On August 5 last year I forecast that oil would hit $32 or a bit lower by January.
And it’s happened right on cue!
Along with iron ore and coal (down 70%-plus), oil has been one of the worst-performing commodities – down 80% from its 2008 top. And ultimately it’s headed lower, all the way to $10 or $20. I’ve been saying this since oil was $115, and look where we are now!
The reason I’ve been so bearish on commodities, including gold, is simply my 30-year Commodity Cycle. It works like clockwork, which is why I’ve been forecasting since early 2013 that the continued commodity collapse would be one of the key triggers for the next larger crisis. No one else saw it coming, and sure enough it’s turning out to be the next stealth crisis in a global economic turndown – like the U.S. subprime crisis before it.

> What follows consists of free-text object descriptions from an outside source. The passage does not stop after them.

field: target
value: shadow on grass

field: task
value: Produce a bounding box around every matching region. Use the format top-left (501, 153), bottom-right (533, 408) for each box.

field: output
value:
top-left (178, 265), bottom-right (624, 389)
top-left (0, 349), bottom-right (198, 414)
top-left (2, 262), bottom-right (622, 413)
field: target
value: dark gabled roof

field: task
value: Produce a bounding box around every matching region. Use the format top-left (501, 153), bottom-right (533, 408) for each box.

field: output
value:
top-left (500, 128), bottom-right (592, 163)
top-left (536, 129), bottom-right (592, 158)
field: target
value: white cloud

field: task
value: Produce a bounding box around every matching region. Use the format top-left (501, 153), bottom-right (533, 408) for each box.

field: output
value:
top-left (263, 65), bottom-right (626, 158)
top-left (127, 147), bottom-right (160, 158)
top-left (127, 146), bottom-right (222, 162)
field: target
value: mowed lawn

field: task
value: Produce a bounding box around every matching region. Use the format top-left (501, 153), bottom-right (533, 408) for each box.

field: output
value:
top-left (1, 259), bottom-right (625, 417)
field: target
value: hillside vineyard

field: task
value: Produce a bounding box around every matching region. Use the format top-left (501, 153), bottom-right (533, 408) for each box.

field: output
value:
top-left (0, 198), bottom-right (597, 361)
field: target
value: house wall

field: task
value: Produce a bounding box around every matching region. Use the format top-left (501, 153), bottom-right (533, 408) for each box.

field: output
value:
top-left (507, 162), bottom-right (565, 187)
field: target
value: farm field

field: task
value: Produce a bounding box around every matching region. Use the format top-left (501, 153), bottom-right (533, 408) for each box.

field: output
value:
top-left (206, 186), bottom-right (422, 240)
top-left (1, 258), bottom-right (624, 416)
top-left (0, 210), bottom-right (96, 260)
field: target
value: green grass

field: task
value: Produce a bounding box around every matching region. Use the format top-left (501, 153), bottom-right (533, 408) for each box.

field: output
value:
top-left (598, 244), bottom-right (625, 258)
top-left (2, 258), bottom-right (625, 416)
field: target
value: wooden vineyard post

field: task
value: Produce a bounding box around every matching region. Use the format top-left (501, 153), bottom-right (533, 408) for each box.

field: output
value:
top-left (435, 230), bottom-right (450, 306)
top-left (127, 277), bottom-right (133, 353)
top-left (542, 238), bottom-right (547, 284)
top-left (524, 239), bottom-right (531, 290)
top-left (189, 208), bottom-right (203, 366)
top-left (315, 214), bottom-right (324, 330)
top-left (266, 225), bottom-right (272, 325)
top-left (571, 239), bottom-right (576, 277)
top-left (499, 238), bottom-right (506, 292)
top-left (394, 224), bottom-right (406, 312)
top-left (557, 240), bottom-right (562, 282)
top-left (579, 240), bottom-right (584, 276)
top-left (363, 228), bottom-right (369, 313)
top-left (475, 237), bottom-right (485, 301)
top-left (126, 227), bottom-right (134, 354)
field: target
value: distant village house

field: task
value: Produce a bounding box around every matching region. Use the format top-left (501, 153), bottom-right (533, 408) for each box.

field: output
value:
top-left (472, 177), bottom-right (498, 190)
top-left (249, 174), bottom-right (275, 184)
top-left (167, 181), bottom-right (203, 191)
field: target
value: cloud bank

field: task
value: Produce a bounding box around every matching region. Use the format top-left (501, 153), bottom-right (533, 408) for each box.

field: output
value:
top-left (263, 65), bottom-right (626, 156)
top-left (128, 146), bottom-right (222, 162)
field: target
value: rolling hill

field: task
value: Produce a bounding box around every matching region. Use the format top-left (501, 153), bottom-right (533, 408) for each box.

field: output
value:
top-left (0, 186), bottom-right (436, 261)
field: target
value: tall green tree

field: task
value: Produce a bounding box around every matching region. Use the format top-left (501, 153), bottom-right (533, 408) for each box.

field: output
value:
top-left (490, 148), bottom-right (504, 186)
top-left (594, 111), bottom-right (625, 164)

Falling oil prices might seem pretty okay right now since you’re not paying as much at the pump. But just you wait!
Whatever consumers might be able to save from low oil prices, it doesn’t make up for the devastating net effect to the economy and markets.
Low oil prices basically ensure the demise of the U.S. fracking “revolution” as well as the tar sands in Canada.
These two alone have added six million barrels of oil a day to global supply just since 2009, with another million about to come out of Iran with sanctions being lifted.
How is that supposed to play out with Saudi Arabia hell-bent on wiping these high-cost producers out by refusing to cut production to prop up prices like in the past? Global supply keeps going up while prices and demand are falling.
This doesn’t end well for the frackers, or the U.S. economy. Fracking is a $1 trillion industry – and worse, it’s a bubble industry. The only reason they’re still around is because global QE helped prop up the price of oil and made junk bonds so affordable. Now that the bubble is clearly popping, the frackers don’t stand a chance as they have always been among the highest cost producers! They’ll keep pumping their wells until they run dry because their operating costs are low. But their up-front costs of creating new wells are gargantuan. And with the junk bond market cratering, who in their right mind would give this doomed industry a loan? Nobody!